When the GypSea stopped, it took all four of them to get us into the water. Uncle Gord and the three big ugly guys.
One of them lifted me. One of them lifted Judd. And two of them lifted the anchor that was hooked to the middle of the handcuffs that held Judd and me together.
I couldn’t yell at them. My mouth was still taped shut.
Even though I had one hand free and one hand attached to the handcuff that was wired to the anchor, I didn’t try anything.
I had given up. What chance did I have? It was two miles straight down in the black water. If the anchor was so heavy it took two guys to lift, it was going to pull me and Judd down like a piano falling through air.

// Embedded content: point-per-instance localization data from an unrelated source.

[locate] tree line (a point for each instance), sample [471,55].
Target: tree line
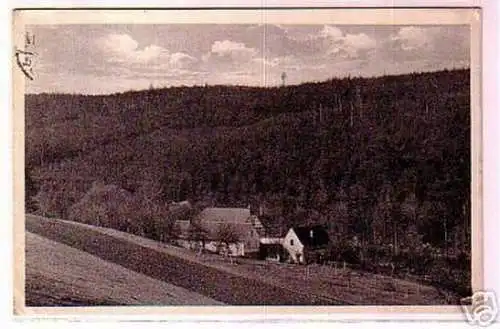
[385,160]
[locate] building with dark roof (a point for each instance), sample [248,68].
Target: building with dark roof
[306,244]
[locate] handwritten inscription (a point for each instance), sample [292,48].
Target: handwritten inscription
[25,56]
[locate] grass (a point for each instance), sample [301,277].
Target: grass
[322,282]
[58,275]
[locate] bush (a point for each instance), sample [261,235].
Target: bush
[107,206]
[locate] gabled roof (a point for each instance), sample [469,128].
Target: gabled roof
[312,236]
[238,219]
[272,227]
[225,215]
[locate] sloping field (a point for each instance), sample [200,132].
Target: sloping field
[208,281]
[249,281]
[58,275]
[347,286]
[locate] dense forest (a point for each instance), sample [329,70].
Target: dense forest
[384,161]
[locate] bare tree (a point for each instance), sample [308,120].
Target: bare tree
[198,233]
[226,235]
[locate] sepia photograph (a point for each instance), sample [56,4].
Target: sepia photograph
[248,162]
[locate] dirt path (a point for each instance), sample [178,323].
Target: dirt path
[208,281]
[59,275]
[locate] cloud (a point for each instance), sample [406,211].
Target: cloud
[236,51]
[412,38]
[123,48]
[181,60]
[345,45]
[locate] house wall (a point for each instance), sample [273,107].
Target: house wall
[235,249]
[294,247]
[251,239]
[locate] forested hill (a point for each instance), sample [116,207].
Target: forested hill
[375,157]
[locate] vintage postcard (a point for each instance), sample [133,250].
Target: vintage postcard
[251,161]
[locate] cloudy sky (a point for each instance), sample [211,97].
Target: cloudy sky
[99,59]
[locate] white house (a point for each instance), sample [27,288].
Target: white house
[305,243]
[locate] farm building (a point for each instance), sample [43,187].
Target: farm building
[220,229]
[306,244]
[271,239]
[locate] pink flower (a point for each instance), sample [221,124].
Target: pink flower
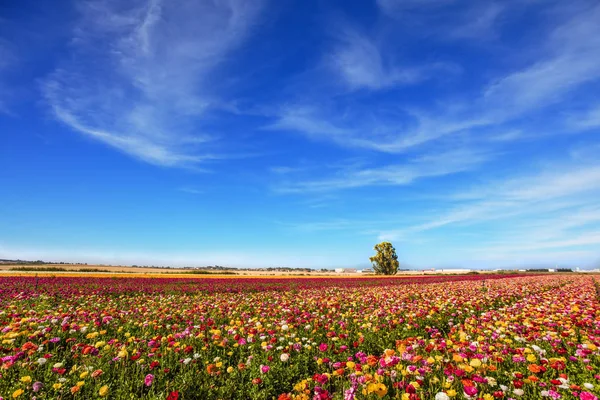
[148,380]
[587,396]
[470,390]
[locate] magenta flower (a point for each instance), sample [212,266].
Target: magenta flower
[470,391]
[148,380]
[587,396]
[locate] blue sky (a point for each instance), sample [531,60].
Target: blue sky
[301,133]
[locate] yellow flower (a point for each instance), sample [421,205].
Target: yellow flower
[103,391]
[475,363]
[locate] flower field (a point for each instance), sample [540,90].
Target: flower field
[449,337]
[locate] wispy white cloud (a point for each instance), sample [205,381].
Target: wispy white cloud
[190,190]
[8,61]
[446,19]
[566,61]
[572,51]
[563,199]
[361,63]
[419,167]
[590,119]
[138,78]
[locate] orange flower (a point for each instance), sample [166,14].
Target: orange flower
[211,368]
[534,368]
[372,360]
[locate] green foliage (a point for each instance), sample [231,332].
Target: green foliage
[385,262]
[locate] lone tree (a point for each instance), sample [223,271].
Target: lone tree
[385,262]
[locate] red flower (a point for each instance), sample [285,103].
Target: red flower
[174,395]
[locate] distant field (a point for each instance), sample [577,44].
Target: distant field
[103,269]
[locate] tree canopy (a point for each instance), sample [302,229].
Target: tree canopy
[385,262]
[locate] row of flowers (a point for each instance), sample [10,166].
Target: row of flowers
[527,337]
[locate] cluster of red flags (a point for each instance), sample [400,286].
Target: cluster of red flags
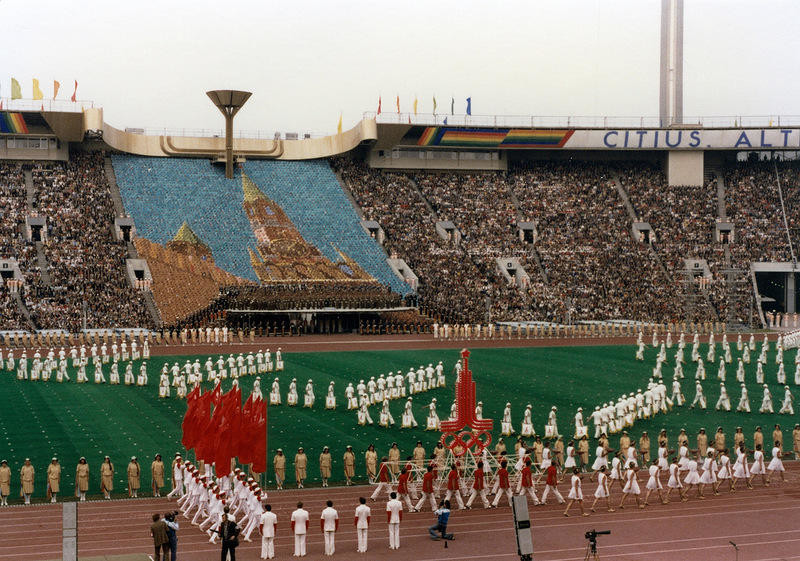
[219,428]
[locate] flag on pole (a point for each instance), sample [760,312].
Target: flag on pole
[37,92]
[16,90]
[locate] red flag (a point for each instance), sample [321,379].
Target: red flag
[192,406]
[260,438]
[243,445]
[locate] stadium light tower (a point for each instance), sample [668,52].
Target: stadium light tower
[670,103]
[228,102]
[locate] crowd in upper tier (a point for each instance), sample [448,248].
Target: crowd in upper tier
[582,261]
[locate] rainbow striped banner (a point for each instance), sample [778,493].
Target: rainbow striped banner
[494,138]
[13,123]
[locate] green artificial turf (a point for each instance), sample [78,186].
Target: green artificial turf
[39,420]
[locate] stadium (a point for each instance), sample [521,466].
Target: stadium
[420,290]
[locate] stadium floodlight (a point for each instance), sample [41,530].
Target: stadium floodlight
[229,102]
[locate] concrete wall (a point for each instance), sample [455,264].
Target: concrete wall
[685,168]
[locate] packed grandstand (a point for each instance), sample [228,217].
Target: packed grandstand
[288,236]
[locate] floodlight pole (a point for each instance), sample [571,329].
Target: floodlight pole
[229,102]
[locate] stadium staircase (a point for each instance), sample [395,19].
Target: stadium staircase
[116,197]
[23,309]
[30,191]
[44,267]
[326,219]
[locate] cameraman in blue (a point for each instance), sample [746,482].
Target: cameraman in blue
[442,517]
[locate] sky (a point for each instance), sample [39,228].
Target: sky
[149,63]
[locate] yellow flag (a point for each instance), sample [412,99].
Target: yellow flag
[37,92]
[16,91]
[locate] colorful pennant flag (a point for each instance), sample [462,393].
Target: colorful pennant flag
[16,90]
[37,91]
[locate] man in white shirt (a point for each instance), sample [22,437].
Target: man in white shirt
[269,521]
[329,523]
[362,520]
[300,527]
[394,514]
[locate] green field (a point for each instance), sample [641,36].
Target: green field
[39,420]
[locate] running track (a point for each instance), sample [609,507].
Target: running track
[764,522]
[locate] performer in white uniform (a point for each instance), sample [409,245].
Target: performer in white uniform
[631,486]
[575,493]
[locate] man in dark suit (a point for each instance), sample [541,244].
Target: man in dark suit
[229,535]
[158,529]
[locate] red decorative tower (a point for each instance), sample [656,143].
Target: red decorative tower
[465,432]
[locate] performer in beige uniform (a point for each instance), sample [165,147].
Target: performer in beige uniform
[157,475]
[82,479]
[107,477]
[5,482]
[134,473]
[26,477]
[325,462]
[53,479]
[349,460]
[300,465]
[279,465]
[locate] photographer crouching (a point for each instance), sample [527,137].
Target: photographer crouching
[439,530]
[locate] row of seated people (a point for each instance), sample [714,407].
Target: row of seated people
[342,295]
[86,264]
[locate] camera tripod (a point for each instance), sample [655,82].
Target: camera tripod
[591,551]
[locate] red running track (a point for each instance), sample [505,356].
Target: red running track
[764,522]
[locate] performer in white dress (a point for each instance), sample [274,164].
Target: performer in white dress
[408,420]
[744,401]
[759,468]
[699,396]
[631,486]
[654,483]
[766,401]
[432,422]
[740,468]
[575,493]
[527,422]
[724,472]
[724,402]
[275,393]
[291,397]
[776,464]
[330,397]
[786,405]
[602,491]
[709,475]
[692,478]
[674,481]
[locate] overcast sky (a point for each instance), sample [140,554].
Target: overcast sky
[148,63]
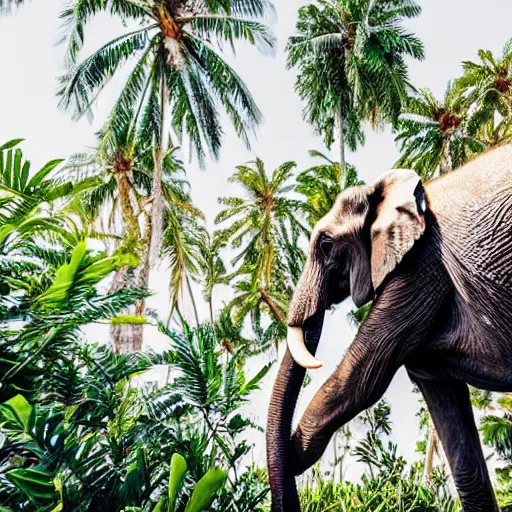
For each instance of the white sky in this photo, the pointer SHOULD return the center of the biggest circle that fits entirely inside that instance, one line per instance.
(30, 61)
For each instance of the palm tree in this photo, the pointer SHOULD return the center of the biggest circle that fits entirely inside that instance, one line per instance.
(351, 60)
(321, 184)
(487, 86)
(432, 135)
(212, 270)
(179, 80)
(266, 221)
(121, 170)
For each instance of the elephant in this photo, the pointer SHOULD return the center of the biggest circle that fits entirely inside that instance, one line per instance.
(436, 260)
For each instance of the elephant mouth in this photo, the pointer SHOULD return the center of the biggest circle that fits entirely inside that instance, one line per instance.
(298, 350)
(316, 305)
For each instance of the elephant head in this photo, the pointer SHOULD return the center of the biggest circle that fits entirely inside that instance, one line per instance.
(352, 251)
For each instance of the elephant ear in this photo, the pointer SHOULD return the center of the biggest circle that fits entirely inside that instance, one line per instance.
(399, 222)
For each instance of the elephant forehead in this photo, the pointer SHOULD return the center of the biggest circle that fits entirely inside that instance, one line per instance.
(337, 224)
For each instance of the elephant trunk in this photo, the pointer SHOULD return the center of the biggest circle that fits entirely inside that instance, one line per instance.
(282, 406)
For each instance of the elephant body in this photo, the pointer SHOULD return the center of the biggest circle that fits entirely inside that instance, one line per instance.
(437, 262)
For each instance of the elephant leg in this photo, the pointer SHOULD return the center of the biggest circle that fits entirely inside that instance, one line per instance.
(449, 405)
(359, 381)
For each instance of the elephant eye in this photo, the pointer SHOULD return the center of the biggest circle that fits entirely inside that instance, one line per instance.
(326, 243)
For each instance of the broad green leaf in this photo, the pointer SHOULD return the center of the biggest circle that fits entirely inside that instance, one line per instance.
(64, 277)
(177, 472)
(10, 144)
(205, 489)
(19, 411)
(36, 484)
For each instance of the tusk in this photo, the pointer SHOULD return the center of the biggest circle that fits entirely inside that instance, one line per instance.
(298, 349)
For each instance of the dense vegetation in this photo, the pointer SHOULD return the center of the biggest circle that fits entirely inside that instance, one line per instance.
(86, 426)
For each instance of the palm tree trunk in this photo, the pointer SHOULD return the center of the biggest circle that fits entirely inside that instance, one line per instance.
(432, 444)
(191, 293)
(341, 141)
(127, 338)
(445, 165)
(210, 305)
(160, 152)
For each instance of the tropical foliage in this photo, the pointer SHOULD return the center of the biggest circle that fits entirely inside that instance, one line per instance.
(351, 61)
(88, 423)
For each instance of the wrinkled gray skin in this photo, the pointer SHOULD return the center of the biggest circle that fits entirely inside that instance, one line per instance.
(437, 260)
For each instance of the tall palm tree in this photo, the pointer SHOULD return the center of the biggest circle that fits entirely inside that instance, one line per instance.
(321, 184)
(121, 170)
(265, 224)
(179, 79)
(212, 270)
(351, 60)
(433, 135)
(487, 86)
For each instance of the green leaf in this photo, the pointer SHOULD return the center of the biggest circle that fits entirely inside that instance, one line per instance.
(64, 277)
(205, 489)
(17, 410)
(177, 472)
(41, 174)
(36, 484)
(159, 507)
(10, 144)
(253, 383)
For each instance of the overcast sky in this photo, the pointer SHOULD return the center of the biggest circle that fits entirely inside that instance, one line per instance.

Judd didn’t fight either. We were just a couple of sacks of potatoes.
“We’ll toss them on the count of three,” Uncle Gord said.
“One...”
They swung once.
“Two...”
A bigger swing.
“Three!”
They let go on the third upswing. We cleared the edge of the boat and dropped through the air.
I drew one final breath through my nostrils.
Then...
Splash. Just one sound. Judd and the anchor and I hit the water at the same time.
The water was cold. We dropped in total black silence.
chapter thirty-two
We fell and fell and fell. We sank so fast that the water peeled my shirt and pants upward.